A few years ago I moved away from DSL mainly because of issues with the company (Southwestern Bell, now called at&t) that provided the service. So when a coworker approached me to help her set-up her DSL and Linux system, I didn't think we'd have too much trouble. I couldn't have been more wrong.
Most people's problems with DSL stems from problems with the house wiring or forgetting to use those DSL filters they provide to you. We had no trouble getting sync and the modem worked fine. However, the next 2 and a half hours and a drive into our office were spent trying to get her service registered so she could use it. Yes, you read that right. I am not an id10t, I promise.
The problem is with at&t's web programmers who designed the registration page to only work with Microsoft Internet Explorer. Neither one of us had a working Windows system sitting around (I had my Linux-based laptop with me). For this kind of application no web developer worth their weight in salt would ever program a registration page that would require Internet Explorer. For two hours I spent trying both Firefox and SeaMonkey (the new name for the old Mozilla browser suite) figuring one of them would work. We couldn't get past the second page where you enter your telephone number (the "NEXT" button didn't do anything). We even tried loading Internet Explorer into "wine" (the Windows API for Linux) with no luck (wine has problems of its own, so my expectations of this were low to begin with). In desperation, we both drove into work and used one of the Windows systems there to register the username/password. After this experience I was reminded of the reason why I told at&t to take a hike with regard to my Internet service.

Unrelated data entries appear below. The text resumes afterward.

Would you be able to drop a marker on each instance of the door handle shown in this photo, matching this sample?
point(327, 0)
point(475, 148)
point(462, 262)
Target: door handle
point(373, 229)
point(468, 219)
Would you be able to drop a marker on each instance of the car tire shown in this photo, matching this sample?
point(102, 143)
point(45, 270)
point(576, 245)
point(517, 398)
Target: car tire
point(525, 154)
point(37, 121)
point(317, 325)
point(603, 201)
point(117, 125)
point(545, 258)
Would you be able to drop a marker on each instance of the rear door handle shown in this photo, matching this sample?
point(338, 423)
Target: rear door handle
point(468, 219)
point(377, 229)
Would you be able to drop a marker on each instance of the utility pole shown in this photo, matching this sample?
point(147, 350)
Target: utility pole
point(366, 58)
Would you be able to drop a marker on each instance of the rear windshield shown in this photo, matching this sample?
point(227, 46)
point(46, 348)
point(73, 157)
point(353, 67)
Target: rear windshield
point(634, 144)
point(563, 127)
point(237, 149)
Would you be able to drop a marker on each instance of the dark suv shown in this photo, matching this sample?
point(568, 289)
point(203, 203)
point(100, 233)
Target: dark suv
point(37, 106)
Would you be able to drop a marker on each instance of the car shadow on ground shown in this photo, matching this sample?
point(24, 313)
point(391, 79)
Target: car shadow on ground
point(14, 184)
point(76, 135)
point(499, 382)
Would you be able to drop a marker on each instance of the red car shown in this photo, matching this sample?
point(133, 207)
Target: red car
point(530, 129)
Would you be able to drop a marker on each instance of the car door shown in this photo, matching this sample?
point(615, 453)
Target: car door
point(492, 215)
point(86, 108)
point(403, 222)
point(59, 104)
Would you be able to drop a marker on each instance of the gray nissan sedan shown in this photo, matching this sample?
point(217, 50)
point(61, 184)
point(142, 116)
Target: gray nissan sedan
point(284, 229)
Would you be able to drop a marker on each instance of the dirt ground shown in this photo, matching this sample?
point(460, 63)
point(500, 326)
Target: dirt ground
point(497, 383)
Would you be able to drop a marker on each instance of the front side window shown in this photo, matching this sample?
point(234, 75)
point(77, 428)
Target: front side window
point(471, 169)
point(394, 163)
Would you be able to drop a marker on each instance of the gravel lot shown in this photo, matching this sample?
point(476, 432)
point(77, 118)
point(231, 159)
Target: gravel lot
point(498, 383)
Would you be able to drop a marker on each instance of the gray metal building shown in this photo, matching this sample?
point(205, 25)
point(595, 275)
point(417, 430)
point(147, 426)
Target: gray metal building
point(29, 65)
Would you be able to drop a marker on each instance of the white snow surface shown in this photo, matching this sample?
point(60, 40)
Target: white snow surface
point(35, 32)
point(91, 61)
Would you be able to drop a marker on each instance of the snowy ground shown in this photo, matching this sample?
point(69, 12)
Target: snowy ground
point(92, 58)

The other piece of idiocy with regard to this whole thing was their set-up process in general. Now I know it is necessary to make the set-up process as simple-to-follow as possible for those who are not network administrators to successfully set up the service. How much effort would it have taken to place somewhere prominently in the instructions, "If you are an experienced user and would like to install the service manually, look at the ManualInstall.html file on the installation CD?" It was out of desperation trying to find her account information in any of the many things they sent her that we thought of looking at the install CD (remember we're running Linux, and didn't expect anything of any value to us to be on that CD).

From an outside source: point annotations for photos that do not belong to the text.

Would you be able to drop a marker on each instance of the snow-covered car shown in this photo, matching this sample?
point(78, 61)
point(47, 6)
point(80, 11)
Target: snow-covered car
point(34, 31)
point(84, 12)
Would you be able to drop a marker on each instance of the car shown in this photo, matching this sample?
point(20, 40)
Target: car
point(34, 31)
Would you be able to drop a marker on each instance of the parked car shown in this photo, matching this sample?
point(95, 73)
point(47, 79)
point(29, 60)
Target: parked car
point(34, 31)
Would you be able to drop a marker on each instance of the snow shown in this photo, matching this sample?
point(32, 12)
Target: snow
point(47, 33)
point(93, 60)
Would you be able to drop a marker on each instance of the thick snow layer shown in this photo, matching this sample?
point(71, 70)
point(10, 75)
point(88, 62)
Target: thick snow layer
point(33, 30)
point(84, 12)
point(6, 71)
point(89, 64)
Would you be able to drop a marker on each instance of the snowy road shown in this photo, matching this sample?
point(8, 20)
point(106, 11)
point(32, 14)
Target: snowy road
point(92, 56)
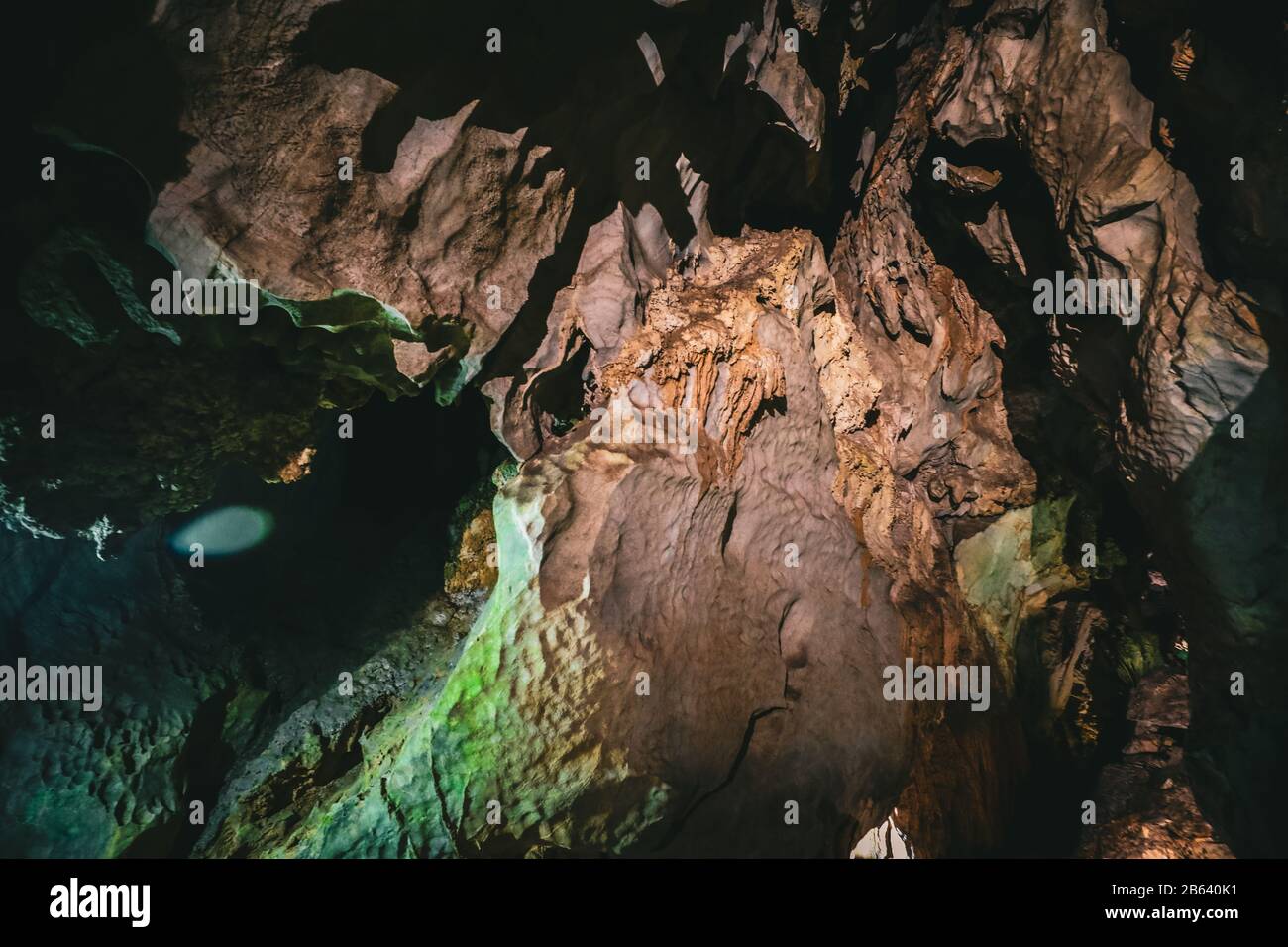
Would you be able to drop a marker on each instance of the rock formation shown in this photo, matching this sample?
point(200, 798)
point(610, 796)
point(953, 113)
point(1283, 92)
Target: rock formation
point(634, 388)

When I had DSL I remember it being pretty reliable. So I'm hoping now that I have helped my friend get past the installation of her DSL that she'll have many years of good service. The problem I see is that if she ever has problems she'll have problems with at&t technical support. With an attitude like the one they demonstrated with the installation instructions, I can't imagine how she'll ever convince someone at at&t that the sync loss (only attributable to a DSL problem) is due to the DSL service and not with her Linux system.
I refuse to be assimilated into the Microsoft collective because all these companies have decided they're only going to acknowledge the existence of this one operating system and associated applications. Is this a failing on my part? In any other situation it may be. However I will go back to the roots of the Internet and why various standards were developed. Microsoft has refused to stick to the standards (or properly work with the various committees to change/extend the standards) because it is in their own best interest to see to it that the computing environment remains as proprietary in their favor as possible. It would be the equivalent of developing an automotive fuel that only works with Microsoft cars, not telling anyone what was in the fuel, paying every gas station to dispense only Microsoft fuel, and then watch as all the other automobile manufacturers went out of business. The legal system in this country has been manipulated so that the idea of reverse-engineering a software (or any other) system is considered illegal. Patent abuse has become so widespread that it is virtually impossible to develop anything of any value without encroaching upon some company's patent...but that discussion is too large to cover here.
I'm not saying Microsoft should be put out of business (although that would probably please me given yesterday's experience). What I am saying is that innovation in technology does not occur by one company "owning" the entire technology and its processes. If Microsoft is a strong company technically they should be able to compete in the computing industry by taking the standards that everyone uses and presenting them in innovative ways. Instead they work outside the standards, refusing to give back anything to improving them, and use money to manipulate the marketplace so that they are the only ones who can produce a solution. People don't really understand the impact of this until it is their job that is lost to this kind of business practice.
So back to DSL and wrapping-this up: at&t should be ashamed of themselves for producing such an obviously Microsoft-specific Internet access solution. The technical parts of this are clearly operating system (and browser) agnostic and someone within at&t clearly made the decision to prevent it from being that way. Some programmer and/or web designer whored themselves to at&t to make such a poor solution.
PS: at&t's Uverse (television) service is based on Microsoft's IPTV solution. How long will it be until Microsoft owns the entire entertainment industry and you can't watch TV unless it has some kind of Microsoft-owned technology in it?